You may be wondering what else to include in your wellness regimen than a multivitamin. Quercetin is a popular supplement that is naturally found in the lush pigments of some foods, such as the skin of certain fruits and vegetables. It turns out that part of the hype around its benefits is true. Read on to know everything.
What is Quercetin?
Quercetin, a plant pigment, is believed to have antioxidant and anti-inflammatory properties. This chemical compound (flavonoid) is naturally present in foods such as apples, onions, teas, berries, red wine, and more. It’s also available as a supplement.
It is occasionally used to treat illnesses such as heart disease, cancer, arthritis, and COVID-19. However, there is no solid evidence to support taking it for these conditions.
Benefits of Quercetin
Has antioxidant properties
The human body creates compounds known as free radicals as part of its normal metabolism. Free radicals destroy healthy cells, trigger gene mutation, hasten ageing, and raise the risk of a variety of illnesses, including heart disease and diabetes.
Through its significant antioxidant activity, quercetin has been demonstrated to counteract the damaging effects of free radicals. This antioxidant impact can help the body maintain a stable condition, prevent premature ageing, and lower the risk of chronic illness. Much of this study has been conducted on cells or animals, but experts believe the impact is likely to apply to humans as well.
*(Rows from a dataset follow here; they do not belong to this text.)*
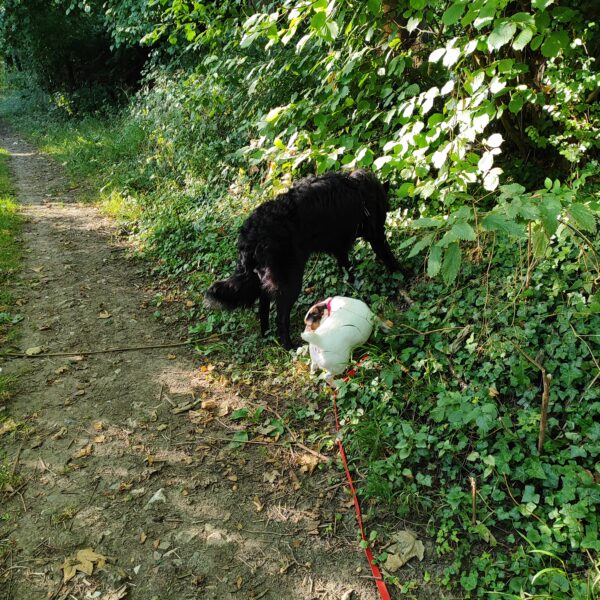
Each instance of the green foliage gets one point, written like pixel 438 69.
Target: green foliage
pixel 10 258
pixel 484 117
pixel 65 47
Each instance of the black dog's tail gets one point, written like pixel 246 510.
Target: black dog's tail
pixel 240 290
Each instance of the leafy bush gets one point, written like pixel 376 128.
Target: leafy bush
pixel 484 117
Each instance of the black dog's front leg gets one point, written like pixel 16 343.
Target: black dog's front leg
pixel 264 305
pixel 286 296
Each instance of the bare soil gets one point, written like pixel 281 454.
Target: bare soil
pixel 103 459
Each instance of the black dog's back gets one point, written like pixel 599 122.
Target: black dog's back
pixel 318 214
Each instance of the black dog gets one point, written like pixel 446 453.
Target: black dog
pixel 318 214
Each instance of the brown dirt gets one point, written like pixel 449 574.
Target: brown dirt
pixel 97 438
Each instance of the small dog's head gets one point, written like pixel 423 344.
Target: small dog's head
pixel 316 314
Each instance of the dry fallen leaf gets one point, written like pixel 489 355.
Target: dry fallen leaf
pixel 116 594
pixel 208 405
pixel 307 462
pixel 60 433
pixel 270 476
pixel 85 451
pixel 83 561
pixel 8 426
pixel 258 504
pixel 404 547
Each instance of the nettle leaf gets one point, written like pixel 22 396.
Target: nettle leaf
pixel 437 54
pixel 541 4
pixel 501 35
pixel 583 216
pixel 425 222
pixel 486 14
pixel 539 241
pixel 459 231
pixel 523 39
pixel 434 263
pixel 499 222
pixel 549 210
pixel 420 245
pixel 451 263
pixel 374 6
pixel 453 14
pixel 554 43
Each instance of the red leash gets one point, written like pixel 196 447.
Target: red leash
pixel 381 587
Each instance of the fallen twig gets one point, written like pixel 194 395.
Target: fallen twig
pixel 546 381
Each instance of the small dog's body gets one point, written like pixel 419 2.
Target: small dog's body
pixel 318 214
pixel 333 328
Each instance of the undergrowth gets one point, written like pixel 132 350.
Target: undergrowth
pixel 10 257
pixel 443 418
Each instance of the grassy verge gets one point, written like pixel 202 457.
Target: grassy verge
pixel 443 420
pixel 10 258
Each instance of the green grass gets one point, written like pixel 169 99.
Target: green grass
pixel 10 258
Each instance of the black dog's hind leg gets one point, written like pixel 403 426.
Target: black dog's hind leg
pixel 264 305
pixel 384 252
pixel 286 296
pixel 344 264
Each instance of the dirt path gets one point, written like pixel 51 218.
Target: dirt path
pixel 107 465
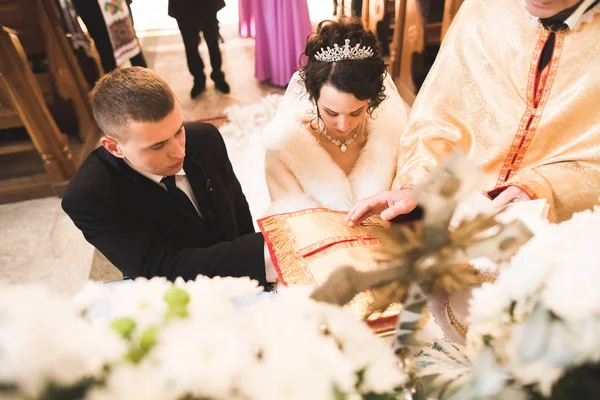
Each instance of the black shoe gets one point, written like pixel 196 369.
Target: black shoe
pixel 222 86
pixel 199 87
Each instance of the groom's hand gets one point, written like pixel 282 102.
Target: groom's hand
pixel 511 194
pixel 388 204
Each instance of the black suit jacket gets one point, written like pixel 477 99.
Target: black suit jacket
pixel 130 219
pixel 194 9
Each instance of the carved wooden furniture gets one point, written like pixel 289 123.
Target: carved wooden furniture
pixel 419 28
pixel 26 98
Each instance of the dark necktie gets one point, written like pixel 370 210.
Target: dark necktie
pixel 177 195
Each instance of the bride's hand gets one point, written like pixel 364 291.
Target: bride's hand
pixel 388 204
pixel 511 194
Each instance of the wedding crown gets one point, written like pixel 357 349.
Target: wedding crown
pixel 344 53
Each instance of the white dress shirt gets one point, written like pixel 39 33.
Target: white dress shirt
pixel 182 183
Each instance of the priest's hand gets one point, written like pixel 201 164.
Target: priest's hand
pixel 388 204
pixel 511 194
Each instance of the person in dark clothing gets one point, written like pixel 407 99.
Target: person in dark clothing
pixel 159 197
pixel 193 17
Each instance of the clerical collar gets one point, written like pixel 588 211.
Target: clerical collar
pixel 152 177
pixel 570 17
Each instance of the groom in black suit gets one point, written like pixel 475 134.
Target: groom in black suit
pixel 159 197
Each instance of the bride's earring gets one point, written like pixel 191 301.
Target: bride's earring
pixel 320 125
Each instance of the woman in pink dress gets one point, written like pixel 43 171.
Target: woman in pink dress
pixel 281 29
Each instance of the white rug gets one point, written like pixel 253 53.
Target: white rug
pixel 242 135
pixel 39 243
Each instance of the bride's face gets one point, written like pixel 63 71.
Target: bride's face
pixel 548 8
pixel 342 112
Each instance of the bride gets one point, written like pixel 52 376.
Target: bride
pixel 335 137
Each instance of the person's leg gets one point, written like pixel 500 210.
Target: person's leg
pixel 190 33
pixel 138 60
pixel 210 31
pixel 92 17
pixel 356 6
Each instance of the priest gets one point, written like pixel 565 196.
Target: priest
pixel 515 86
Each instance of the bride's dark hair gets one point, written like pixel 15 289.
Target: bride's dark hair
pixel 362 78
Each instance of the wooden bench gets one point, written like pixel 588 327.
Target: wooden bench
pixel 40 80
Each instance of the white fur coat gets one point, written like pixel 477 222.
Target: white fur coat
pixel 301 174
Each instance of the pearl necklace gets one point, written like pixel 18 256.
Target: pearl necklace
pixel 343 145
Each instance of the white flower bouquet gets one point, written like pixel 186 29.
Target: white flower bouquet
pixel 206 339
pixel 537 328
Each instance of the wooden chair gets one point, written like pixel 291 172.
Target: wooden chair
pixel 42 88
pixel 379 16
pixel 22 90
pixel 414 37
pixel 40 28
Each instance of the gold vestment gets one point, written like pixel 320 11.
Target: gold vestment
pixel 484 96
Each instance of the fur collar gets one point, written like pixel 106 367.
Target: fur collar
pixel 288 137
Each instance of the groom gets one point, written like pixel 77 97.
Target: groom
pixel 159 197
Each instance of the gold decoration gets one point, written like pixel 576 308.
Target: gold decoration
pixel 421 258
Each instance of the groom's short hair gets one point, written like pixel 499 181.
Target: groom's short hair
pixel 126 95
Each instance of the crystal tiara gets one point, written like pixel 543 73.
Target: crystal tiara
pixel 344 53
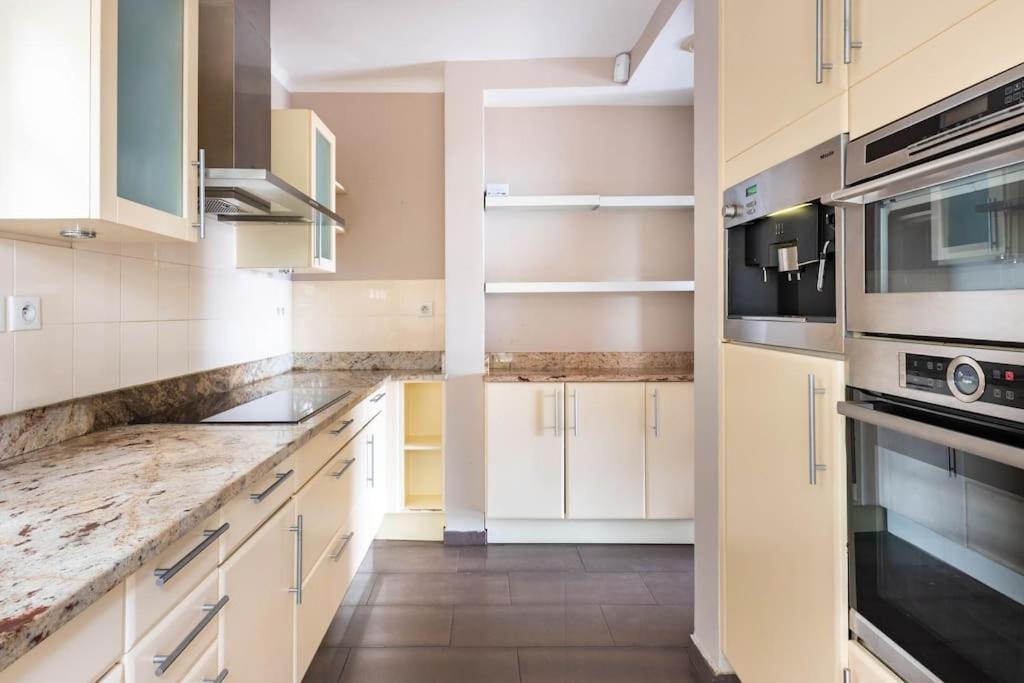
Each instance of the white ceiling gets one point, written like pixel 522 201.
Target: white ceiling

Has antimicrobial properties
Several investigations have discovered that quercetin has wide antimicrobial properties. It has been demonstrated that it inhibits the development of drug-resistant bacteria. This indicates quercetin may aid in the battle against bacteria strains that do not respond to treatment. Quercetin has a high antibacterial activity against germs that damage the skin, as well as the digestive, respiratory, and urinary systems. It has also been demonstrated to be effective against several viruses and fungi.
It can help to manage your immune system
Quercetin and immune function studies have had conflicting findings, however there is some promise that the flavonoid might help with immune function.
Reduce the risk of cancer
According to research, a diet rich in flavonoid-rich fruits and vegetables can reduce the risk of some cancers and slow cancer cell growth. More study is needed, however, to determine the direct relationship between quercetin consumption and cancer risk.
Relieving allergy symptoms
According to Pharmacognosy Review, quercetin may be an efficient antihistamine since it prevents histamine from being released from cells.
These anti-allergy qualities suggest that quercetin may be a beneficial supplement for persons suffering from allergic diseases, particularly rhinitis. More study, however, is required to establish this potential benefit. People who are allergic to quercetin should avoid taking it unless their doctor recommends them to.
Reduce the risk of heart disease
Diet is critical in lowering the risk of cardiovascular disorders such as heart disease and stroke. Eating more fruits and vegetables may help lessen the risk of certain diseases since they contain flavonoids.
According to research, quercetin may help protect heart health by lowering blood vessel malfunction, endothelial dysfunction, and heart disease risk factors such as high blood pressure and atherosclerosis.
Side effects of Quercetin
There are currently no specific public health recommendations for quercetin intake from the Food and Drug Administration, such as dietary reference intakes (DRIs) or daily value amounts (DV).
Although experts believe quercetin is usually safe, pregnant and breastfeeding women, as well as those with kidney illness, should avoid taking it. Common side effects include headaches and stomach upset. Furthermore, the integrated healthcare system advises taking periodic breaks from quercetin supplements since data shows that large amounts might harm the kidneys.
Finally, quercetin supplements may interact with prescription medications such as antibiotics, blood thinners, chemotherapy, corticosteroids, and immunosuppressive drugs, as well as pharmaceuticals used to treat heart failure and liver problems.
Quercetin can be found in a range of entire, plant-based foods and teas. You can also consume quercetin as a supplement. The plant pigment, which is classified as a flavonoid, possesses antioxidant and anti-inflammatory properties. Quercetin has been found in studies to aid with a wide range of conditions, including Alzheimer’s disease, infections, and blood pressure. Though the effects appear to be promising, further human research is required.
While quercetin supplements have been examined for a variety of medical conditions, there are presently no guidelines or recommendations for its usage in general health or disease prevention. Whether you are interested in using quercetin for a specific condition, consult with your doctor to see if a supplement may be beneficial to you. If the provider believes it might, discuss the appropriate dose, duration of usage, and potential interactions with other medications.